Canfor Reports $350 Million Net Loss Amid Lumber Industry Decline
Sarah Desjardins
10/25/20241 min read


Canfor Corp. reported a significant net loss of $350.1 million for the latest quarter, driven by writedowns and impairment charges linked to mill closures in a weakening lumber market. This loss translates to a $2.96 per share drop, a steep decline compared to last year’s loss of $23.1 million, or 19 cents per share.
The Vancouver-based forestry company attributed its financial struggles to ongoing challenges in its British Columbia operations, including limited access to economically viable timber, weak lumber prices, rising operational costs, and higher tariffs. Additionally, regulatory hurdles have further complicated its operations.

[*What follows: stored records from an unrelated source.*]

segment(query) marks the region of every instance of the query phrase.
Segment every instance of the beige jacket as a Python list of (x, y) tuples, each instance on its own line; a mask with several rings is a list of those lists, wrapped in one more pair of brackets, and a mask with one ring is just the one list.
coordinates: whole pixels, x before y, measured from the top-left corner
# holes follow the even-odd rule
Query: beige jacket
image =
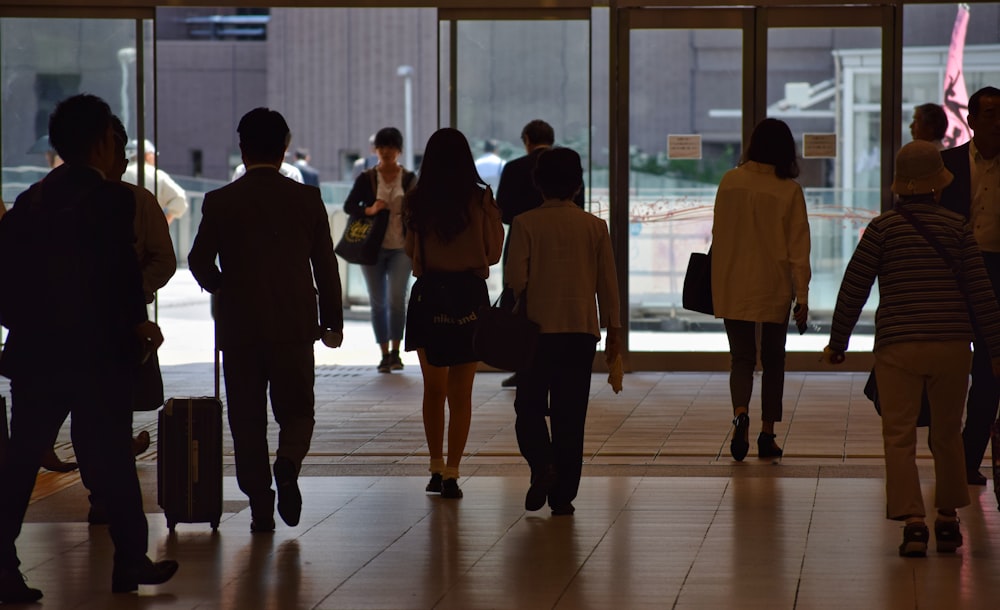
[(712, 225), (716, 318), (787, 322), (808, 304), (809, 219), (802, 187), (750, 161), (722, 177)]
[(135, 195), (135, 253), (139, 256), (146, 303), (152, 303), (153, 293), (166, 286), (177, 271), (174, 244), (170, 241), (167, 217), (156, 197), (134, 184), (122, 184)]
[(514, 294), (527, 289), (528, 317), (542, 333), (599, 339), (601, 328), (621, 327), (607, 223), (572, 201), (546, 200), (514, 217), (504, 279)]

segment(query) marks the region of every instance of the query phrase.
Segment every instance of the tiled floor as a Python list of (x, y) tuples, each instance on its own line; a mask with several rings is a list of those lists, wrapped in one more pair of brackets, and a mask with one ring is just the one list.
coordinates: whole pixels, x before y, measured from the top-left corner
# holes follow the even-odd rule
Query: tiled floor
[[(139, 460), (151, 553), (178, 559), (181, 569), (139, 596), (112, 595), (110, 541), (105, 528), (84, 522), (85, 490), (76, 475), (42, 473), (19, 548), (45, 607), (985, 610), (1000, 603), (992, 483), (973, 488), (972, 505), (960, 513), (966, 544), (957, 554), (897, 556), (901, 527), (884, 519), (879, 421), (861, 395), (864, 375), (789, 374), (778, 428), (786, 457), (763, 461), (752, 451), (743, 463), (728, 455), (726, 375), (632, 374), (619, 395), (595, 375), (577, 512), (553, 517), (523, 510), (528, 472), (503, 374), (476, 379), (462, 500), (423, 492), (428, 458), (415, 366), (392, 375), (324, 366), (317, 374), (316, 438), (298, 527), (279, 523), (273, 535), (250, 535), (227, 437), (219, 531), (195, 524), (168, 533), (155, 506), (155, 414), (139, 414), (137, 426), (154, 437)], [(210, 365), (168, 366), (164, 378), (170, 395), (212, 387)], [(923, 435), (918, 456), (930, 503)]]

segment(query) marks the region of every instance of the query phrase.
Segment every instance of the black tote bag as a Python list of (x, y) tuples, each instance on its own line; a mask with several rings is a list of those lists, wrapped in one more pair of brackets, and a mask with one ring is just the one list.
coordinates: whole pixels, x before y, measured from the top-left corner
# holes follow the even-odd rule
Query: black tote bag
[(334, 252), (349, 263), (374, 265), (389, 227), (389, 210), (373, 216), (351, 216)]
[(492, 307), (480, 308), (472, 341), (479, 359), (494, 368), (515, 372), (527, 368), (538, 345), (538, 324), (528, 319), (524, 294), (516, 302), (501, 296)]
[(689, 311), (713, 315), (712, 306), (712, 251), (708, 254), (692, 252), (684, 274), (684, 292), (681, 305)]

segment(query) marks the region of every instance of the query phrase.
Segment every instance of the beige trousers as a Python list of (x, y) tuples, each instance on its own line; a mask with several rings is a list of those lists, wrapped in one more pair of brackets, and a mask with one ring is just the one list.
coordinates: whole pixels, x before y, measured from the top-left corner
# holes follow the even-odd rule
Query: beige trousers
[(889, 519), (927, 514), (916, 463), (916, 423), (925, 386), (931, 405), (934, 505), (947, 510), (969, 504), (962, 412), (971, 365), (968, 341), (895, 343), (875, 351)]

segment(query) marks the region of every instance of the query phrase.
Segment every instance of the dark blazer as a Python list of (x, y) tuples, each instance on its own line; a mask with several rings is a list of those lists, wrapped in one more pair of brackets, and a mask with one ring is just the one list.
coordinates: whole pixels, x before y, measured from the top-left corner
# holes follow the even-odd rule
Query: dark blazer
[[(403, 186), (403, 193), (408, 193), (413, 188), (414, 178), (417, 175), (404, 169), (400, 182)], [(374, 167), (361, 172), (354, 180), (351, 192), (344, 200), (344, 213), (348, 216), (363, 216), (365, 208), (375, 203), (375, 195), (378, 190), (378, 170)]]
[[(500, 219), (504, 224), (509, 225), (514, 222), (514, 217), (521, 212), (533, 210), (542, 205), (542, 193), (535, 188), (535, 180), (532, 173), (535, 171), (535, 163), (538, 162), (538, 155), (545, 148), (536, 148), (523, 157), (518, 157), (513, 161), (504, 164), (503, 172), (500, 173), (500, 184), (497, 185), (497, 205), (500, 206)], [(573, 202), (584, 207), (584, 188), (573, 198)]]
[(972, 207), (972, 174), (969, 167), (969, 143), (941, 151), (941, 160), (954, 178), (941, 193), (941, 205), (969, 218)]
[(0, 220), (3, 375), (138, 366), (146, 303), (134, 218), (132, 192), (83, 165), (60, 166), (17, 198)]
[(277, 169), (254, 167), (205, 195), (188, 266), (216, 296), (220, 349), (312, 342), (326, 329), (343, 331), (340, 274), (320, 192)]

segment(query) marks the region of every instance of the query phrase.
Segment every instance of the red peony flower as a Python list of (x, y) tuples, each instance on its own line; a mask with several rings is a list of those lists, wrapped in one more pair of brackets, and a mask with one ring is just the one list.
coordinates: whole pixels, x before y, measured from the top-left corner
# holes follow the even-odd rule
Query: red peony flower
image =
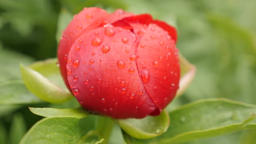
[(159, 115), (179, 88), (177, 39), (174, 27), (149, 14), (85, 8), (63, 33), (60, 71), (89, 111), (114, 118)]

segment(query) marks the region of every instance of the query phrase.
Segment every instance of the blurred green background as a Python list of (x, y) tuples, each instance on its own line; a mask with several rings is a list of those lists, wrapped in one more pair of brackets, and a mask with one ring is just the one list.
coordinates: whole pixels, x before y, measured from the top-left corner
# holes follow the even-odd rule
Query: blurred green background
[[(255, 6), (255, 0), (0, 0), (0, 69), (10, 69), (0, 73), (0, 82), (20, 77), (19, 62), (56, 56), (55, 34), (62, 7), (73, 13), (83, 7), (109, 12), (122, 8), (150, 13), (178, 29), (177, 47), (197, 71), (174, 105), (216, 97), (256, 104)], [(0, 144), (15, 144), (41, 118), (27, 106), (0, 106)], [(17, 126), (20, 135), (12, 132)], [(187, 143), (254, 144), (255, 136), (256, 131), (251, 130)], [(18, 141), (9, 138), (13, 137)]]

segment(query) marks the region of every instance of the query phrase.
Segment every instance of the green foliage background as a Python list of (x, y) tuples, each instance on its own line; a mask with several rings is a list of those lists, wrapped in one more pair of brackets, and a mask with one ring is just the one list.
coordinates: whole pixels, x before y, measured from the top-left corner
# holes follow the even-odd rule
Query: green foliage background
[[(0, 0), (0, 69), (10, 72), (0, 73), (0, 82), (20, 77), (19, 62), (29, 64), (56, 56), (55, 34), (62, 7), (73, 13), (85, 7), (98, 7), (109, 12), (122, 8), (137, 13), (149, 13), (155, 19), (176, 26), (177, 47), (197, 66), (194, 80), (170, 108), (210, 98), (255, 105), (255, 0)], [(50, 106), (75, 107), (74, 101)], [(17, 143), (41, 118), (30, 113), (27, 106), (0, 105), (0, 144)], [(255, 130), (240, 131), (186, 144), (253, 144), (256, 133)]]

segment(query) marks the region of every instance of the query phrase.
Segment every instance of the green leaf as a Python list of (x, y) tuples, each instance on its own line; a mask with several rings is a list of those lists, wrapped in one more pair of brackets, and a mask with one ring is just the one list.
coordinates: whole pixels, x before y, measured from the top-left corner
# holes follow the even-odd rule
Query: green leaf
[(0, 121), (0, 144), (6, 144), (7, 132), (2, 121)]
[(94, 117), (48, 118), (37, 122), (25, 134), (20, 144), (99, 144), (94, 129)]
[(97, 117), (96, 129), (100, 137), (104, 139), (104, 143), (108, 143), (114, 124), (113, 120), (110, 118), (102, 116)]
[(223, 98), (194, 102), (169, 114), (167, 131), (149, 140), (124, 133), (128, 144), (177, 144), (256, 128), (256, 106)]
[(37, 61), (30, 65), (29, 68), (46, 77), (51, 83), (62, 89), (67, 90), (61, 77), (59, 69), (57, 66), (57, 62), (56, 58)]
[(53, 108), (29, 108), (34, 114), (45, 117), (74, 117), (79, 118), (86, 117), (88, 112), (83, 108), (57, 109)]
[(196, 67), (190, 64), (181, 53), (179, 54), (181, 65), (181, 79), (176, 97), (181, 95), (187, 88), (194, 79), (196, 74)]
[(62, 5), (72, 13), (77, 13), (85, 7), (99, 7), (102, 8), (111, 7), (115, 8), (126, 9), (126, 3), (117, 0), (59, 0)]
[(22, 80), (0, 83), (0, 104), (24, 105), (42, 102), (29, 91)]
[[(54, 78), (55, 76), (58, 76), (56, 75), (58, 72), (56, 72), (56, 69), (51, 69), (51, 67), (48, 66), (49, 63), (51, 64), (50, 65), (52, 65), (54, 62), (54, 60), (52, 59), (45, 62), (38, 62), (32, 65), (32, 67), (36, 67), (42, 70), (39, 72), (48, 75), (48, 77), (52, 75), (51, 77)], [(20, 67), (21, 75), (25, 85), (32, 93), (40, 99), (51, 103), (60, 103), (72, 98), (72, 95), (69, 92), (64, 90), (53, 83), (38, 72), (26, 67), (22, 64), (20, 65)], [(50, 72), (46, 72), (48, 71)], [(59, 70), (57, 72), (59, 72)]]
[(158, 116), (147, 116), (134, 118), (117, 120), (121, 128), (131, 136), (139, 139), (147, 139), (161, 135), (166, 131), (170, 124), (168, 113), (163, 111)]
[(20, 105), (0, 105), (0, 117), (9, 114), (20, 107)]
[(10, 144), (18, 144), (26, 131), (26, 124), (21, 114), (14, 115), (10, 132)]
[(69, 22), (73, 19), (73, 15), (65, 9), (60, 11), (58, 18), (57, 29), (56, 32), (56, 41), (58, 43), (62, 35), (62, 32), (65, 30)]

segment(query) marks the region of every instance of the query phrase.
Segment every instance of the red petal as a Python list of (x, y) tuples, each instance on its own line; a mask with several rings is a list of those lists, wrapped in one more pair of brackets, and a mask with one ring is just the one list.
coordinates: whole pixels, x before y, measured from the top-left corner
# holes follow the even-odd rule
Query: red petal
[(132, 31), (138, 36), (141, 36), (147, 29), (148, 25), (153, 21), (152, 16), (149, 14), (143, 14), (125, 17), (115, 23), (113, 25), (117, 26), (120, 23), (127, 23), (132, 27)]
[[(178, 88), (178, 50), (167, 32), (156, 24), (148, 25), (141, 37), (136, 63), (144, 87), (161, 111), (174, 98)], [(154, 111), (152, 115), (159, 114)]]
[(152, 23), (157, 24), (158, 26), (162, 28), (162, 29), (167, 31), (169, 34), (174, 40), (175, 43), (176, 43), (178, 36), (177, 35), (177, 31), (174, 27), (169, 25), (164, 22), (158, 20), (154, 20), (153, 21)]
[[(59, 44), (58, 58), (61, 74), (68, 87), (66, 65), (68, 58), (67, 55), (71, 46), (81, 34), (98, 27), (100, 24), (98, 22), (102, 21), (107, 15), (105, 10), (98, 8), (85, 8), (77, 15), (74, 16), (72, 21), (63, 32)], [(69, 90), (71, 90), (70, 88)]]
[[(107, 28), (100, 27), (75, 42), (66, 67), (69, 84), (76, 99), (90, 111), (115, 118), (144, 118), (157, 108), (140, 79), (137, 57), (129, 56), (136, 52), (135, 36), (111, 28), (115, 32), (111, 36), (105, 34)], [(79, 44), (80, 39), (84, 43)]]

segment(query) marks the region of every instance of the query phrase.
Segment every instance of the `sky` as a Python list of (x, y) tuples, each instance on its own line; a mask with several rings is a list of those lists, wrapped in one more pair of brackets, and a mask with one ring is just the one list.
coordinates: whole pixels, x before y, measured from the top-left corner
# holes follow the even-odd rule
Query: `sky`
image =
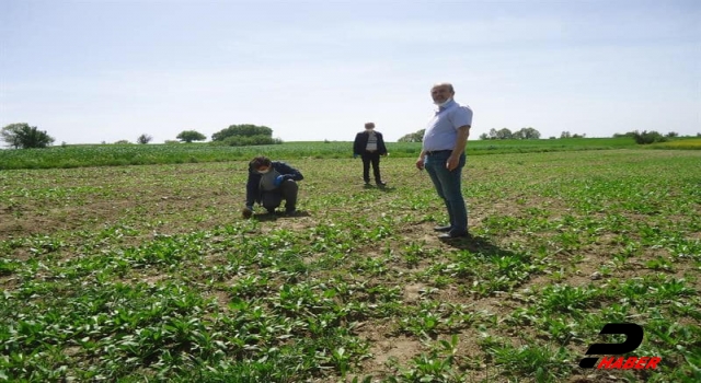
[(451, 82), (470, 139), (701, 132), (701, 1), (0, 0), (0, 127), (59, 143), (386, 141)]

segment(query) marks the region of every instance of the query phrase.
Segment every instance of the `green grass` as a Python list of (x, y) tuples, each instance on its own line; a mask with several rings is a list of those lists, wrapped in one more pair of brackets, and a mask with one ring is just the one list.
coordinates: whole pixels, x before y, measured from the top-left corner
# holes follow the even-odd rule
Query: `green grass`
[[(553, 140), (470, 141), (469, 154), (498, 154), (572, 150), (634, 148), (631, 138), (588, 138)], [(389, 142), (393, 158), (415, 158), (421, 143)], [(285, 142), (258, 147), (222, 147), (210, 143), (179, 144), (82, 144), (47, 149), (0, 150), (0, 170), (71, 169), (179, 164), (250, 160), (266, 154), (274, 159), (343, 159), (353, 154), (353, 142)]]
[[(701, 379), (699, 151), (470, 155), (452, 244), (413, 155), (285, 159), (302, 214), (242, 220), (248, 156), (0, 172), (0, 381)], [(578, 368), (612, 322), (658, 370)]]

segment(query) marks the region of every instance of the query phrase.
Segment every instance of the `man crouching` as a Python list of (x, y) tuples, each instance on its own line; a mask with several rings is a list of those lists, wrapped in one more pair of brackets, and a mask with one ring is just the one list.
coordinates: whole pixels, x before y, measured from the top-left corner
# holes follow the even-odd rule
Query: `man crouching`
[(253, 216), (253, 204), (263, 205), (268, 213), (285, 200), (285, 213), (294, 216), (297, 211), (297, 181), (304, 176), (285, 162), (271, 161), (266, 156), (256, 156), (249, 163), (249, 181), (245, 185), (245, 207), (243, 218)]

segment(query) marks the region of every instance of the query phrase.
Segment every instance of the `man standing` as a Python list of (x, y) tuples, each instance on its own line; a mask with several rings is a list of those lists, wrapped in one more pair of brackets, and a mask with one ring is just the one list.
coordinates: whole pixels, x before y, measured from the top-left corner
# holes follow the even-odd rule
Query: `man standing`
[(365, 184), (370, 183), (370, 164), (372, 164), (372, 175), (377, 186), (387, 185), (380, 176), (380, 155), (387, 155), (387, 148), (382, 134), (375, 130), (375, 123), (365, 124), (365, 131), (355, 136), (353, 142), (353, 156), (360, 155), (363, 159), (363, 179)]
[(256, 156), (249, 163), (249, 181), (245, 184), (245, 207), (243, 218), (253, 214), (253, 204), (258, 202), (274, 213), (285, 200), (285, 212), (288, 216), (297, 211), (296, 181), (304, 177), (295, 167), (279, 161), (271, 161), (266, 156)]
[(438, 107), (424, 134), (416, 167), (428, 172), (438, 196), (448, 208), (450, 223), (434, 230), (443, 232), (440, 239), (468, 236), (468, 210), (462, 198), (460, 179), (466, 163), (464, 147), (472, 126), (472, 109), (452, 100), (452, 84), (444, 82), (430, 89)]

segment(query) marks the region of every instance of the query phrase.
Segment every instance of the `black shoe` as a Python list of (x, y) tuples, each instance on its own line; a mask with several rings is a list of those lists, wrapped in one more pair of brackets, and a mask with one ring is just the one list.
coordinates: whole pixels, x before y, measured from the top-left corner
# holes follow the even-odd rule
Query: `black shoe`
[(443, 234), (438, 234), (438, 239), (439, 240), (452, 240), (452, 239), (464, 239), (464, 237), (469, 237), (470, 233), (468, 233), (467, 231), (464, 232), (452, 232), (449, 231), (447, 233), (443, 233)]
[(440, 225), (438, 225), (438, 227), (434, 227), (434, 231), (438, 231), (438, 232), (441, 232), (441, 233), (446, 233), (446, 232), (449, 232), (451, 228), (452, 228), (452, 227), (451, 227), (451, 225), (449, 225), (449, 224), (446, 224), (445, 227), (440, 227)]

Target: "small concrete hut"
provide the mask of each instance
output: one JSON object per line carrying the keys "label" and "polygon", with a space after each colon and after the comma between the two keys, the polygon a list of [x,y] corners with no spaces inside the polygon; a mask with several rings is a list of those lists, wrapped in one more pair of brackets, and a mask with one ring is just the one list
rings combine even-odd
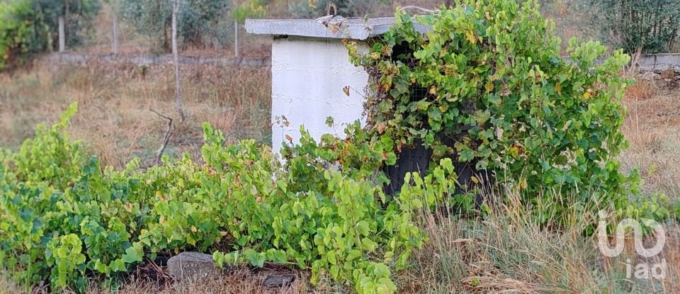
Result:
{"label": "small concrete hut", "polygon": [[[310,19],[248,19],[246,30],[270,35],[271,47],[272,147],[278,152],[286,135],[297,142],[304,125],[316,140],[324,134],[340,132],[326,125],[361,120],[368,82],[363,68],[349,62],[343,39],[366,41],[390,30],[394,18],[344,18],[324,16]],[[416,27],[422,32],[424,26]],[[361,44],[360,43],[360,47]],[[368,50],[368,47],[363,46]],[[343,91],[353,90],[349,96]],[[285,117],[288,126],[278,123]]]}

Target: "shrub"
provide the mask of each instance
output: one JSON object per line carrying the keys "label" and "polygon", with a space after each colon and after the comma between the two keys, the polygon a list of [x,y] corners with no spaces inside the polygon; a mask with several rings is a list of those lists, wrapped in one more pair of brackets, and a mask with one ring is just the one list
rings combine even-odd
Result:
{"label": "shrub", "polygon": [[603,28],[625,52],[665,52],[680,37],[680,0],[604,0]]}
{"label": "shrub", "polygon": [[527,203],[575,191],[583,203],[623,206],[639,182],[616,159],[626,145],[620,100],[628,83],[618,72],[630,57],[617,50],[596,64],[605,47],[572,39],[571,61],[561,58],[554,24],[535,1],[460,2],[416,17],[432,27],[426,34],[398,12],[368,53],[347,43],[370,74],[369,136],[393,142],[397,153],[422,144],[432,162],[474,167],[470,185],[490,178],[517,186]]}
{"label": "shrub", "polygon": [[[0,264],[26,286],[49,280],[54,290],[82,292],[93,273],[199,250],[220,264],[292,263],[311,268],[312,282],[329,276],[358,293],[393,293],[390,268],[426,239],[414,213],[453,186],[450,161],[434,176],[414,175],[397,198],[368,169],[329,169],[324,159],[337,154],[382,157],[351,142],[366,137],[358,123],[348,140],[329,135],[318,145],[302,130],[283,166],[269,147],[225,146],[206,125],[205,164],[186,155],[146,171],[139,160],[102,171],[64,132],[74,111],[38,126],[18,152],[0,152]],[[426,190],[434,198],[421,198]]]}
{"label": "shrub", "polygon": [[[230,8],[228,0],[183,0],[177,15],[177,35],[183,45],[203,47],[222,35],[223,16]],[[137,32],[148,37],[154,45],[169,50],[172,30],[172,1],[165,0],[120,0],[123,18]]]}

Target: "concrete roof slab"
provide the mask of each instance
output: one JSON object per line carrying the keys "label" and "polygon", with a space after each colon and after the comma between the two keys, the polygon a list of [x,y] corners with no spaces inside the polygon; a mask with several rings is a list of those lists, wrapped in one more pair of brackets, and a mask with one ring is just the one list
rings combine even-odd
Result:
{"label": "concrete roof slab", "polygon": [[[396,23],[393,17],[345,18],[327,16],[317,19],[246,19],[246,31],[251,34],[296,35],[327,39],[366,40],[384,34]],[[425,33],[427,26],[415,23]]]}

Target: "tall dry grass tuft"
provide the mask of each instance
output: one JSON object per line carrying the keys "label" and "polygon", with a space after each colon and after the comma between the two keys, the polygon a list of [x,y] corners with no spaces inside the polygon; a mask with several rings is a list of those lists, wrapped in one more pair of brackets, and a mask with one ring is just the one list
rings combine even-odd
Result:
{"label": "tall dry grass tuft", "polygon": [[[638,260],[635,252],[607,259],[598,250],[596,237],[584,233],[596,224],[594,208],[584,209],[595,203],[579,203],[569,196],[544,197],[545,205],[551,205],[549,199],[573,205],[567,205],[572,208],[567,212],[568,225],[558,225],[554,215],[546,216],[548,225],[541,225],[530,213],[541,208],[520,204],[516,191],[502,193],[506,204],[491,207],[477,220],[424,213],[422,227],[430,240],[398,274],[400,293],[677,293],[676,224],[667,226],[662,254],[669,265],[667,278],[627,279],[625,261]],[[632,243],[627,247],[633,248]]]}

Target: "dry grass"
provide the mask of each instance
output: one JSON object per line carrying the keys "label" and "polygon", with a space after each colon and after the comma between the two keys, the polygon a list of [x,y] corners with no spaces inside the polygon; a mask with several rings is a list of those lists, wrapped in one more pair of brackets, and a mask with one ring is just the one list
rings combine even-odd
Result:
{"label": "dry grass", "polygon": [[[262,293],[294,294],[307,293],[307,281],[309,277],[298,273],[293,283],[281,288],[268,288],[262,282],[269,273],[266,271],[251,272],[246,269],[236,271],[214,280],[178,282],[169,286],[155,285],[146,281],[130,281],[115,292],[118,294],[163,293]],[[110,289],[102,289],[93,285],[87,294],[108,294]]]}
{"label": "dry grass", "polygon": [[[676,293],[680,291],[680,229],[667,224],[662,280],[626,279],[627,261],[635,255],[633,239],[624,254],[603,256],[596,237],[585,237],[585,226],[597,221],[591,213],[572,212],[564,230],[546,229],[518,204],[519,194],[505,191],[513,205],[492,208],[484,220],[460,220],[426,213],[423,227],[430,241],[416,252],[413,264],[397,276],[400,293]],[[568,196],[567,197],[568,199]],[[514,199],[514,200],[513,200]],[[550,217],[548,218],[550,219]],[[441,220],[435,221],[435,220]],[[548,227],[551,227],[548,225]],[[647,243],[655,242],[650,237]],[[653,246],[647,244],[648,248]],[[631,273],[634,273],[632,271]]]}
{"label": "dry grass", "polygon": [[[200,145],[198,125],[203,120],[225,130],[232,138],[260,136],[261,140],[268,140],[267,135],[262,135],[268,132],[269,126],[269,77],[265,72],[186,69],[183,84],[191,115],[173,137],[170,153],[195,153]],[[97,67],[38,67],[13,77],[4,77],[0,78],[0,109],[3,110],[0,145],[16,147],[30,135],[35,123],[54,121],[71,101],[78,101],[81,111],[71,131],[106,162],[120,166],[131,157],[148,157],[157,147],[165,122],[147,109],[154,108],[174,115],[171,79],[171,71],[162,66],[149,69],[145,77],[139,69],[125,67],[108,70]],[[676,91],[655,88],[628,91],[624,100],[628,115],[623,130],[631,146],[620,157],[622,169],[640,171],[645,180],[643,195],[661,192],[677,200],[680,199],[680,95]],[[641,96],[647,93],[653,94]],[[514,204],[494,207],[483,220],[421,215],[421,227],[431,239],[415,252],[408,268],[395,274],[400,293],[680,293],[680,228],[676,222],[665,224],[667,237],[664,251],[650,261],[665,259],[666,278],[628,279],[628,264],[645,261],[636,255],[631,240],[628,240],[622,256],[604,256],[595,237],[582,234],[586,224],[596,221],[593,212],[574,210],[570,216],[572,225],[562,230],[548,230],[529,217],[527,208],[518,204],[516,193],[504,191],[503,196],[515,199],[509,202]],[[649,239],[648,243],[654,241],[652,237]],[[306,283],[307,274],[298,273],[300,278],[295,284],[276,290],[260,285],[262,273],[242,271],[215,281],[176,283],[168,287],[130,281],[114,292],[348,290],[329,281],[312,287]],[[0,278],[0,289],[8,289],[0,293],[21,293],[12,287]],[[89,293],[111,291],[94,285]]]}
{"label": "dry grass", "polygon": [[663,90],[644,100],[628,96],[624,104],[623,130],[630,142],[620,156],[624,169],[640,171],[645,193],[680,199],[680,95]]}
{"label": "dry grass", "polygon": [[[271,137],[271,78],[266,68],[193,67],[182,69],[187,120],[175,120],[166,152],[198,154],[200,125],[209,122],[232,142]],[[172,67],[89,64],[37,65],[0,77],[0,146],[17,148],[38,123],[52,123],[71,103],[79,113],[69,132],[102,162],[117,168],[132,157],[149,159],[160,146],[166,121],[149,111],[176,117]]]}

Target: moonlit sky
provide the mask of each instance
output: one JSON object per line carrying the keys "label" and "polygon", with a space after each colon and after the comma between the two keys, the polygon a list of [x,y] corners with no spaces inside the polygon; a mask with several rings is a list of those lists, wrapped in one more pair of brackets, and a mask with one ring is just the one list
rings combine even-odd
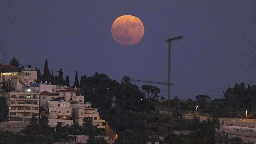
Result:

Don Kayne, Canfor's CEO, described the quarter as exceptionally difficult, prompting the company to scale back its activities. Among the key developments was the announcement of the closure of mills in Fort St. John and Plateau, northern B.C., which resulted in a $100 million asset writedown and impairment charge, along with $38.6 million in restructuring costs.
When adjusted for these factors, Canfor's quarterly loss stood at $139 million, similar to the $135-million loss reported in the previous quarter. In contrast, the company had an adjusted loss of $19.4 million during the same period last year, underscoring the ongoing decline in the lumber industry.